«Piena fiducia». «Aiuta l’establishment» Le svolte spericolate di Luigi sul Colle
Il corteggiamento, gli attacchi per far sfogare la base, poi di nuovo: collaboriamo
Luigi Di Maio cambia idea molto spesso. La sua tendenza alle svolte spericolate è ormai patrimonio comune. Dalla Nato allo Ius soli, dall’ilva alle unioni civili passando per euro, Europa, Alitalia, eventuali alleanze con i due Matteo, prima Renzi e poi Salvini, non esiste materia della scibile umano sulla quale il capo fino ad ora indiscusso di M5S non abbia detto tutto e il contrario di tutto.
Ma la rivoluzione copernicana applicata in poche ore alla figura del presidente della Repubblica rivela una flessibilità, chiamiamola così, basata su un atteggiamento emotivo più che su una linea politica. In questi due mesi di colloqui, il capo M5S è spesso sembrato ansioso di accreditarsi come suo affidabile discepolo. Ma quando la trattativa per la formazione del governo in tandem con la Lega è saltata, non ha esitato a passare dai complimenti a un attacco durissimo che ha dato un implicito via libera alle porcherie scritte e lette in questi giorni sul web. Appena sei giorni prima, il 21 maggio, con un sorriso a portata di telecamera aveva definito Sergio Mattarella «il nonno di tutti gli italiani».

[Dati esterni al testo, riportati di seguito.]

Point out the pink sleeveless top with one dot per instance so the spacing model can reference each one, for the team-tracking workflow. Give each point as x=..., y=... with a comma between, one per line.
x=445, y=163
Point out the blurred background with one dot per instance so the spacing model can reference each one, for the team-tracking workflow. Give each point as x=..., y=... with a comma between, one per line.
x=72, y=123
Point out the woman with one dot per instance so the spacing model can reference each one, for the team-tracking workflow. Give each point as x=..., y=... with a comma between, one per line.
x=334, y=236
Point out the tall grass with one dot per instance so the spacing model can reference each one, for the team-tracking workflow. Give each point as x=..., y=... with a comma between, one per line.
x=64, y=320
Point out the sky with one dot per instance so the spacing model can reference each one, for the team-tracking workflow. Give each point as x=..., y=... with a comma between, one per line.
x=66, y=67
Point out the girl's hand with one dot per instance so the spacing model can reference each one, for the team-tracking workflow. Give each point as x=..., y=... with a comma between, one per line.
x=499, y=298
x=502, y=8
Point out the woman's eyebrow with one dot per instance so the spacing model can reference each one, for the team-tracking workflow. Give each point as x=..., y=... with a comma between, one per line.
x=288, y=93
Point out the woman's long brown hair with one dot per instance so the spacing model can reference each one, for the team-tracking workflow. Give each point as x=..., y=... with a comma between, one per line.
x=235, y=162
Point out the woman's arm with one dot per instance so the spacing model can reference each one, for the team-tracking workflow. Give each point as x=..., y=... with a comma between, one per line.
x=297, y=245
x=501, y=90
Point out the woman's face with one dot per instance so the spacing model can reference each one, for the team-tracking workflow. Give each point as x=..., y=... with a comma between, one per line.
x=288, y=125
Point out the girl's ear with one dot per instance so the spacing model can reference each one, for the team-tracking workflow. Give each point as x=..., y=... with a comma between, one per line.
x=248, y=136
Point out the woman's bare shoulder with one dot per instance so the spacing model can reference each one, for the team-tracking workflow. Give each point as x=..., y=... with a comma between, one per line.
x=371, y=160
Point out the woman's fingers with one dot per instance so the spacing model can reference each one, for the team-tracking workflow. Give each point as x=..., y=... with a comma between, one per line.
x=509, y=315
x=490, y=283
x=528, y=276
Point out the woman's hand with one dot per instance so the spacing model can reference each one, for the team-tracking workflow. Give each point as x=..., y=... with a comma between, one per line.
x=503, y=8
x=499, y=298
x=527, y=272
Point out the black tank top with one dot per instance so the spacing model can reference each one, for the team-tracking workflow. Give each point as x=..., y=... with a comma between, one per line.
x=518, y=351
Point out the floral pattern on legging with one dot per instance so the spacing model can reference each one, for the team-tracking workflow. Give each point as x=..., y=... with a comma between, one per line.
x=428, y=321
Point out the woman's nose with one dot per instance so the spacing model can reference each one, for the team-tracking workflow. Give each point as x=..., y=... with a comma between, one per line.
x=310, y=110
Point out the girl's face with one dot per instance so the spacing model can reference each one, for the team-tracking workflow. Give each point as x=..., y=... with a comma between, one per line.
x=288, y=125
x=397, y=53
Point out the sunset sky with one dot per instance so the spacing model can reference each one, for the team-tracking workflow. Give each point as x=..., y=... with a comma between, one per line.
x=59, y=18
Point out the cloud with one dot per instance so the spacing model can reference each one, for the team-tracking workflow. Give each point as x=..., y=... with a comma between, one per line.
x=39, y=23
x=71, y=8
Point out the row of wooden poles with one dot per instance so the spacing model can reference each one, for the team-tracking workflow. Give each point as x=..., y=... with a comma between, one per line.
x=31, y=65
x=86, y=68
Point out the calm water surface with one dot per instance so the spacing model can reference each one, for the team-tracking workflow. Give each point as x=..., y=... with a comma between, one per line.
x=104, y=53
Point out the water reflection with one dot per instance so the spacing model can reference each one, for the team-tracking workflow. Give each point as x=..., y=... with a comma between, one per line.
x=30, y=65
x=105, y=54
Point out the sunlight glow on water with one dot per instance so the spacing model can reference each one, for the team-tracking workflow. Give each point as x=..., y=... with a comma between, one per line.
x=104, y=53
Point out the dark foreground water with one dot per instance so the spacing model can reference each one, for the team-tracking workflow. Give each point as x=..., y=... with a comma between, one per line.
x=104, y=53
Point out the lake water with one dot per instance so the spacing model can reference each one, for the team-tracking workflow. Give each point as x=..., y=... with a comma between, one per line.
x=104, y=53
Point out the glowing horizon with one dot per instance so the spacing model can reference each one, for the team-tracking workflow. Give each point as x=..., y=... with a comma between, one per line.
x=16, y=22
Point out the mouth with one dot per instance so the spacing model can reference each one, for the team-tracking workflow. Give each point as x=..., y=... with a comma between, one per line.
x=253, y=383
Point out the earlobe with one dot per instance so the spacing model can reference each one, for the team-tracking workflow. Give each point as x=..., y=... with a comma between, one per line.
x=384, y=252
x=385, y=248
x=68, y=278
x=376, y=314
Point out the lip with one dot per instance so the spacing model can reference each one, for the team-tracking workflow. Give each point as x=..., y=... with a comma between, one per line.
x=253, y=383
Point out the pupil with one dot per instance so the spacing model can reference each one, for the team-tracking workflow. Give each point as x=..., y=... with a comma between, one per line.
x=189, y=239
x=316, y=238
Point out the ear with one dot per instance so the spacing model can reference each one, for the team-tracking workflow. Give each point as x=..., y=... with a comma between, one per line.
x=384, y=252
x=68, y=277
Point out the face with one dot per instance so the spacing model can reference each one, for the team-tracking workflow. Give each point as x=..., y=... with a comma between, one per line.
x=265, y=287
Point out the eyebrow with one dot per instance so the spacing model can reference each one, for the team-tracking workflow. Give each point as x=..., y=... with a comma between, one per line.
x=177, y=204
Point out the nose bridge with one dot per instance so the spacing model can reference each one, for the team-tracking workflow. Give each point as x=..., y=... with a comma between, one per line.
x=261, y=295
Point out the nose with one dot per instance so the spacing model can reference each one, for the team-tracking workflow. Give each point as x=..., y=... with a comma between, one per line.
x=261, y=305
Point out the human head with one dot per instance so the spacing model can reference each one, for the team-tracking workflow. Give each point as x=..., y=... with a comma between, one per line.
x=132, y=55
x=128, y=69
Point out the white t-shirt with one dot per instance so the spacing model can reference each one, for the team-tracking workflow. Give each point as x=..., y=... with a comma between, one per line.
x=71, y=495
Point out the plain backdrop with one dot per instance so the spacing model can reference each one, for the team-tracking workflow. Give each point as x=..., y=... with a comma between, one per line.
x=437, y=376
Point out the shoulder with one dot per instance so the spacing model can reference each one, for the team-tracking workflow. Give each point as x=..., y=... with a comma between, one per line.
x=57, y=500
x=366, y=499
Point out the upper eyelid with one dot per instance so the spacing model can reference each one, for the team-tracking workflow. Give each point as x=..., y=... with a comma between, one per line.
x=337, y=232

Com’era affettuoso, il nipotisidente no Di Maio. «Ho grande stima per questo presidente della Repubblica a differenza di quello di prima. Ho sempre apprezzato la sua sensibilità istituzionale nel relazionarsi con le forze politiche» (25 febbraio). «La Costituzione prevede che il presidente della Repubblica nomini i ministri su proposta del presidente del Consiglio: è il Colle che decide» (27 febbraio). «Noi italiani siamo molto fortunati ad avere Mattarella al Colle» (4 aprile). «Piena fiducia in una grande uomo come Mattarella su qualsiasi decisione» (17 aprile). «Nessuna pressione su Mattarella, giù le mani dal presidente» (6 maggio). «Mattarella è stato pienamente rispettoso della Costituzione e lo ringraziamo per ciò che ha fatto» (23 maggio).
Le ironie su questa antologia presa dall’archivio dell’ansa verrebbero facili. Quel Mattarella che «può e deve scegliere i ministri», è la stessa persona diventata dal giorno alla notte passando per Savona, «complice dell’establishment» (27 maggio), «autore di una scelta incomprensibile e ingiustificata» (idem), «traditore della Costituzione», insomma un pre- da mettere «al più presto» in stato d’accusa e da cacciare per aver detto la sua su un possibile ministro, per altro non proposto da Di Maio, che secondo i verbali dei colloqui si sarebbe pure scusato per l’insistenza. «Ci dispiace, presidente, ma sa, purtroppo la Lega si è impuntata in quel modo». L’ultima virata prevede un ravvedimento riconducibile a una possibile nuova chiamata al Quirinale. E quindi, ritiro della richiesta di impeachment, «purtroppo» non più sul tavolo perché a Salvini manca il cuor di leone, e annessa disponibilità a collaborare nuovamente con il Colle. Come se nulla fosse accaduto.
La condotta bipolare di Di Maio, non nel senso del sistema politico, è simile a quella di un innamorato respinto. Il corteggiamento era stato lungo e pianificato. Dagli attacchi feroci a Giorgio Napolitano, era passato dapprima a una benevola neutralità e poi nel momento del bisogno elettorale a vere e proprie dichiarazioni d’amore quirinalizie che lo scorso 4 marzo hanno pagato notevoli dividendi, contribuendo ad attenuare l’immagine «eversiva» del M5S. Gli attacchi e la richiesta di impeachment rispondono a un’altra necessità, quella di far sfogare gli umori della base movimentista, soffocata da due mesi di trattative e grisaglie ministeriali. In questo essere concavo e convesso a seconda della propria convenienza, Luigi Di Maio mostra i sintomi di una assenza di quel senso dello Stato invece sventolato negli ultimi tempi come fosse una dote eccezionale e non un requisito di base. Il capo M5S era stato finora abile a esibire la sua presunta ingenuità da neofita del potere. Gli attacchi ad elastico su Mattarella mettono a nudo un cinismo brutto, ammesso che ne esistano di belli. La politica sarà ormai anche ridotta a pura comunicazione, a un flusso dove tutto scorre senza lasciare traccia o memoria. Ma almeno per chi ambisce a ricoprire cariche istituzionali ci dovrebbe essere un limite.